Uma primeira vez isto poderia
ser levado à conta do acaso, essa maneira tão cômoda de passar sobre aquilo que
não se compreende. Mas em duas ocasiões diferentes, em condições idênticas, era
mais extraordinário. Admitindo o fato da aparição, restava saber o que era essa
mulher. Era realmente o anjo exterminador da cólera? Estariam os flagelos
personificados em certos Espíritos, encarregados de provocá-los ou de fazê-los cessar?
Podia-se crer, vendo este desaparecer pela vontade dessa mulher? Mas, então,
por que se dirigia ela àquela garota, estranha à cidade, e de que maneira um
beijo desta podia ter tal influência?
Embora o Espiritismo já nos
tenha dado a chave de muitas coisas, ainda não disse a última palavra; no caso
de que se trata, a última hipótese nada tinha de positivamente absurda.
Confessamos que, inicialmente, nós nos inclinávamos para este lado, não vendo
no fato o caráter da verdadeira alucinação. Algumas palavras dos Espíritos
vieram derrubar a nossa suposição. Eis a explicação, muito simples e muito
lógica, dada por São Luís, na sessão da Sociedade, em 19 de abril de 1861.
– O fato que acaba de ser relatado parece muito autêntico.
A propósito, gostaríamos de obter algumas explicações. Primeiramente poderíeis
dizer quem é essa mulher que apareceu à menina e disse ser a cólera?
– Não era a cólera;
um flagelo material não reveste a aparência humana. Era um Espírito familiar da
menina, que assim experimentava sua fé, fazendo coincidir esta prova com o fim do
flagelo. Essa prova era salutar à criança que a sofria; idealizando-as, fortalecia
as virtudes em germes nesse ser protegido e abençoado. As naturezas de escol,
as que, vindo ao mundo, trazem a lembrança dos bens adquiridos, muitas vezes
recebem essas advertências, que seriam perigosas para uma alma não depurada e não
preparada, pelas migrações anteriores, aos grandes devotamentos do amor e da
fé.
– O Espírito familiar dessa jovem tinha bastante poder
para prever o futuro e o fim do flagelo?
– Os Espíritos são
os instrumentos da vontade divina e, muitas vezes, elevados à altura dos
mensageiros celestes.
– Os Espíritos não têm nenhuma ação sobre os flagelos,
como agentes produtores?
– Eles não têm
absolutamente nada com isto, assim como as árvores com o vento e os efeitos com
as causas.
Na previsão de respostas
conformes ao nosso primeiro pensamento, tínhamos preparado uma séria de
perguntas que, em consequência, se tornaram inúteis.

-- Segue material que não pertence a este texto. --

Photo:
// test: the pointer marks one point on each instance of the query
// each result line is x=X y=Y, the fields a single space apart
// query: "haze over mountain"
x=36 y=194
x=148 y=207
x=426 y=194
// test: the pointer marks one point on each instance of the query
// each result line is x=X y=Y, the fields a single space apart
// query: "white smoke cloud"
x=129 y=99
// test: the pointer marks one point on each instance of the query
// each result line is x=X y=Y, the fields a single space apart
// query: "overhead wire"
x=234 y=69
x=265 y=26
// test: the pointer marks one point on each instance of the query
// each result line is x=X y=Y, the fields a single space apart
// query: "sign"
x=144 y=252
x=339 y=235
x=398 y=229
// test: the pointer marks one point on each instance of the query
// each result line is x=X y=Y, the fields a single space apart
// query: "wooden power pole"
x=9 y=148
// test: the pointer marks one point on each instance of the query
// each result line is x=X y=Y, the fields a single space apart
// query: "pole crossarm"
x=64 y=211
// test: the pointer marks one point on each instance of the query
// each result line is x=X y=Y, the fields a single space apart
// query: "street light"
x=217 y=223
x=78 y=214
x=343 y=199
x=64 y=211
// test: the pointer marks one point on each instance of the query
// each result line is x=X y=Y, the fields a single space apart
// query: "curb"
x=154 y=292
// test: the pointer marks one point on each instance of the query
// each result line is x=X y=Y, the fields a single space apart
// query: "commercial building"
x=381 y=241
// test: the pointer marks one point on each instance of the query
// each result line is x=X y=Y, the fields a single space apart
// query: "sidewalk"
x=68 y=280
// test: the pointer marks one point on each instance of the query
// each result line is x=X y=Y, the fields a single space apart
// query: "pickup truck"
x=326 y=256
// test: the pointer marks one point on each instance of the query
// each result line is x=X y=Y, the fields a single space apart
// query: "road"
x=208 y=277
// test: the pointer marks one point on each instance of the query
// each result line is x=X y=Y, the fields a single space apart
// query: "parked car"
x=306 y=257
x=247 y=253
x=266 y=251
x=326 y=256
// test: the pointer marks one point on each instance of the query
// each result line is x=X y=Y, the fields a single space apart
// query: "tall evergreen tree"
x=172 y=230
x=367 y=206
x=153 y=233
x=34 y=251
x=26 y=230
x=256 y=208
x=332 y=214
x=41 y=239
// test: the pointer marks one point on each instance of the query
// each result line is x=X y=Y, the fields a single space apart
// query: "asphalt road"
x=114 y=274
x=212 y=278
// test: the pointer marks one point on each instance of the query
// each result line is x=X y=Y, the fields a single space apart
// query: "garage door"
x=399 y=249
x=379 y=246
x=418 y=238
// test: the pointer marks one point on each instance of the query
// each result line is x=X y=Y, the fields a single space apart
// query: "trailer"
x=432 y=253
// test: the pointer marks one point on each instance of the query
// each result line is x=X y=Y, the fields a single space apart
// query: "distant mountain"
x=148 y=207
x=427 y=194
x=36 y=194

Isto prova uma vez mais
que os médiuns não são o reflexo do pensamento de quem interroga. Não obstante,
devemos dizer que a respeito não tínhamos nenhuma opinião prévia. Em falta de
outra melhor, inclinávamos para a que havíamos emitido, porque não nos parecia
impossível. Contudo, sendo mais simples e mais racional a explicação dada pelo
Espírito, nós a julgamos infinitamente preferível.

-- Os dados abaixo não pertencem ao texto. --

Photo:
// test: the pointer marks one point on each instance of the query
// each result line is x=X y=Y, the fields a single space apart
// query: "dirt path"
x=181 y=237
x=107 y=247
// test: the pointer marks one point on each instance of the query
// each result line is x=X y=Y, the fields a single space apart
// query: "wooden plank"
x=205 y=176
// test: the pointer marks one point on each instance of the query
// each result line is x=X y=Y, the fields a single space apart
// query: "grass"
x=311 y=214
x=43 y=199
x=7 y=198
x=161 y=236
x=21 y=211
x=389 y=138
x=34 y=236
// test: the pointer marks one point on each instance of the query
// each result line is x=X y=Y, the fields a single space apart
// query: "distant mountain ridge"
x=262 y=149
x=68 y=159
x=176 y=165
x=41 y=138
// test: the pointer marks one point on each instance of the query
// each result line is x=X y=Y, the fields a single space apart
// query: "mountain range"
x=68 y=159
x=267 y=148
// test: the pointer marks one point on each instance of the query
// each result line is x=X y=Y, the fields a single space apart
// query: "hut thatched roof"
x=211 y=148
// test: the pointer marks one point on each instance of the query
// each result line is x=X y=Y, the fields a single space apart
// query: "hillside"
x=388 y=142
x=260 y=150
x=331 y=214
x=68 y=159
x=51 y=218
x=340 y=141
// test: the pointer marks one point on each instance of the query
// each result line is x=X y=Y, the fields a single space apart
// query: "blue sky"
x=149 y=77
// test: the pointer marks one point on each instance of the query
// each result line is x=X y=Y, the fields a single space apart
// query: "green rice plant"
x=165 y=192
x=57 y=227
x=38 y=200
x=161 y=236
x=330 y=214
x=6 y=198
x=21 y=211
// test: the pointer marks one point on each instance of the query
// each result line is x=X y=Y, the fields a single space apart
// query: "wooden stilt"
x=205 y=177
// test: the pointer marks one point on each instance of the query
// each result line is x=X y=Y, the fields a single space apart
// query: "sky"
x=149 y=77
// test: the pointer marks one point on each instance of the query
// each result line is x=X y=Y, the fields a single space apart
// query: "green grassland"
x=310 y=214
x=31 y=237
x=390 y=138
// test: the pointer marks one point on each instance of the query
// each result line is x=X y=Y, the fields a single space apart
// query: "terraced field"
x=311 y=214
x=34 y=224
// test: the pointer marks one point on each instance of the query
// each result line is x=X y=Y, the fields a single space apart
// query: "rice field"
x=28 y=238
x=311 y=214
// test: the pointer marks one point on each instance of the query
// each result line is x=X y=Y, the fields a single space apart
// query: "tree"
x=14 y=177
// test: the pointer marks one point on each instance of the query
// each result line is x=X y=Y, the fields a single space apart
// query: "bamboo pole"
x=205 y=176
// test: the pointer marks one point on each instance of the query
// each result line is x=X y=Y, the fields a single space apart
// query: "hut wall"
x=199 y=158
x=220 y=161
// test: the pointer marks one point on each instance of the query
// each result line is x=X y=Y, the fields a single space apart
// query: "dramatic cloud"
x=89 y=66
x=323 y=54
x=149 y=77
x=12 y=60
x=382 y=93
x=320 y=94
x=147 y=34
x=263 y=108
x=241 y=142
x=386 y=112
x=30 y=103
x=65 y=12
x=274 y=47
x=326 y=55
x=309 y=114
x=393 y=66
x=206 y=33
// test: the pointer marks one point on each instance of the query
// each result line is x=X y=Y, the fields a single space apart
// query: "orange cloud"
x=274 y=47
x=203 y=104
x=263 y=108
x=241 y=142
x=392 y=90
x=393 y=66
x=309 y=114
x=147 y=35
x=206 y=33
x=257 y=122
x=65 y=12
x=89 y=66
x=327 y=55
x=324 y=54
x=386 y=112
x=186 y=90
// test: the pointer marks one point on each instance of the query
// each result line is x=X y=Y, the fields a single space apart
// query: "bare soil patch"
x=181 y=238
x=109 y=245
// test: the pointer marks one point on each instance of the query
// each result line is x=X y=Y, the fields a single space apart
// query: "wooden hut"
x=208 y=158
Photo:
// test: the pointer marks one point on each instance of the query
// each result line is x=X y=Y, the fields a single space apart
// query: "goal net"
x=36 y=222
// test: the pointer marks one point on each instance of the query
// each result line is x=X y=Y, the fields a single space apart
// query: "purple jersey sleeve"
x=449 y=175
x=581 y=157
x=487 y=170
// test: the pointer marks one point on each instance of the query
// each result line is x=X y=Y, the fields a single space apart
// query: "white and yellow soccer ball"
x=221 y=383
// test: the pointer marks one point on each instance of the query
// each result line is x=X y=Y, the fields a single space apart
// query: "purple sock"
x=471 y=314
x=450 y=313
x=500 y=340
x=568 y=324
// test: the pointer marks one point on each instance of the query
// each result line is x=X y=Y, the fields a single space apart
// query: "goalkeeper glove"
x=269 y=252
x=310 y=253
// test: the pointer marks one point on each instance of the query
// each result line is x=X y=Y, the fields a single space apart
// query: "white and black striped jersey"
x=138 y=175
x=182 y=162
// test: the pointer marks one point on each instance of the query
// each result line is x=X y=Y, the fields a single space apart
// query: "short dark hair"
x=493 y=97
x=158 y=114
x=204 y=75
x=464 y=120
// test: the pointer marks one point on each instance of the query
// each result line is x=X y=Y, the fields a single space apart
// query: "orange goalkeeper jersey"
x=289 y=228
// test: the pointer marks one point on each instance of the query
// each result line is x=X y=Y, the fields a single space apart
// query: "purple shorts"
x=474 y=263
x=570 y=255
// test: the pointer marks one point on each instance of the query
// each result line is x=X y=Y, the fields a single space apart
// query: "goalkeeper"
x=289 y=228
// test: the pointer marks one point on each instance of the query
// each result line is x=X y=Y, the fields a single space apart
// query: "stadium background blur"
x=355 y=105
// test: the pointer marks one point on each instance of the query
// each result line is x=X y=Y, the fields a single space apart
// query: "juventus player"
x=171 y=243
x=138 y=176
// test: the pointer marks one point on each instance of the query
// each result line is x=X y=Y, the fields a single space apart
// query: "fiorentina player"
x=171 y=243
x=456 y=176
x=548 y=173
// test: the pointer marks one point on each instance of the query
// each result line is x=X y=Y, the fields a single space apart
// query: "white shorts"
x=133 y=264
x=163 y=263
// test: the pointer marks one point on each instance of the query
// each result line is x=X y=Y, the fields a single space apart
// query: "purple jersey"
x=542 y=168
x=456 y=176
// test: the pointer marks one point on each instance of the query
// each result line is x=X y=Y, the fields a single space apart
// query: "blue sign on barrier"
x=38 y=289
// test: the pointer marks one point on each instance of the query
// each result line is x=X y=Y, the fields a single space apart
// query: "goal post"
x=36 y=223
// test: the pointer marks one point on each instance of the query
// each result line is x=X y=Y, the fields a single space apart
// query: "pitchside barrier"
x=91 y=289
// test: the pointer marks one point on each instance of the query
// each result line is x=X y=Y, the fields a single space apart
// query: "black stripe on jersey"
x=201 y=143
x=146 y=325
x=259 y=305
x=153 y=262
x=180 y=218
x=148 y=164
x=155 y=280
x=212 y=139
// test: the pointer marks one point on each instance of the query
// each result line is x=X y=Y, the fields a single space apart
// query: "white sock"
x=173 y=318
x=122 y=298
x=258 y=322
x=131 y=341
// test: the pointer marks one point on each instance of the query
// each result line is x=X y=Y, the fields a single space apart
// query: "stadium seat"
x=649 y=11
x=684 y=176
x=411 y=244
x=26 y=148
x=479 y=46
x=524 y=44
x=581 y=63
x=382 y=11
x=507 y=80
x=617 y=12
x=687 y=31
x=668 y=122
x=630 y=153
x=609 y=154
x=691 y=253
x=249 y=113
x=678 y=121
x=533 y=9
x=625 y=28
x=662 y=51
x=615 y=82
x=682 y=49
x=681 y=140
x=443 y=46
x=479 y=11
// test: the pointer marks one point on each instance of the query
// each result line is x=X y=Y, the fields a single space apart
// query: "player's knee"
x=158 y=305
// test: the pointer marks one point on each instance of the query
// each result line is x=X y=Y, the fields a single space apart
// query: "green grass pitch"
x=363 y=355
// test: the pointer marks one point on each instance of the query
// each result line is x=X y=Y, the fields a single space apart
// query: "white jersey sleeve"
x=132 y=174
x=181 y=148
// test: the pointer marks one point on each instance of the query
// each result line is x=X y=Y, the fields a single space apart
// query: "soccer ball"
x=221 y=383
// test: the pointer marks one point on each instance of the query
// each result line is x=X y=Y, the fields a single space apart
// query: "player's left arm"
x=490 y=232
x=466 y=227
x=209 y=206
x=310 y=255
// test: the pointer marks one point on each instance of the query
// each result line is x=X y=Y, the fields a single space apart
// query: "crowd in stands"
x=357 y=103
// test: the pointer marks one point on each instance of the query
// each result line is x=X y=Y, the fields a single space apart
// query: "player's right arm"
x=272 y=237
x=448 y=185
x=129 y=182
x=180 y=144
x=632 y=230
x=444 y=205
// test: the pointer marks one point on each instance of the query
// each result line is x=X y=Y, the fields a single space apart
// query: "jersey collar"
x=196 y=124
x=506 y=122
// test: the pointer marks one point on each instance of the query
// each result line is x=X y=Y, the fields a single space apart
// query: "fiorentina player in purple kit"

Aliás, pode-se tirar do fato outra
instrução. O que aconteceu àquela mocinha deve ter-se produzido em outras circunstâncias
e, mesmo na Antiguidade, desde que os fenômenos espíritas são de todos os
tempos. Não seria uma das causas que levaram os Antigos a personificar e a ver
em cada coisa um gênio particular? Não pensamos que seja preciso buscar-lhe a
causa apenas no gênio poético, uma vez que se veem essas ideias em povos menos
avançados.
Suponhamos que um fato
semelhante a esse que relatamos se tivesse produzido num povo supersticioso e
bárbaro; não era preciso mais para acreditar na ideia de uma divindade malfazeja,
que não se podia apaziguar senão lhe sacrificando vítimas. Como já dissemos,
todos os deuses do paganismo não têm outra origem senão as manifestações
espíritas. O Cristianismo veio derrubar os seus altares, mas ao Espiritismo
estava reservado dar a conhecer a sua verdadeira natureza e lançar a luz sobre
os fenômenos desnaturados pela superstição, ou explorados pela cupidez.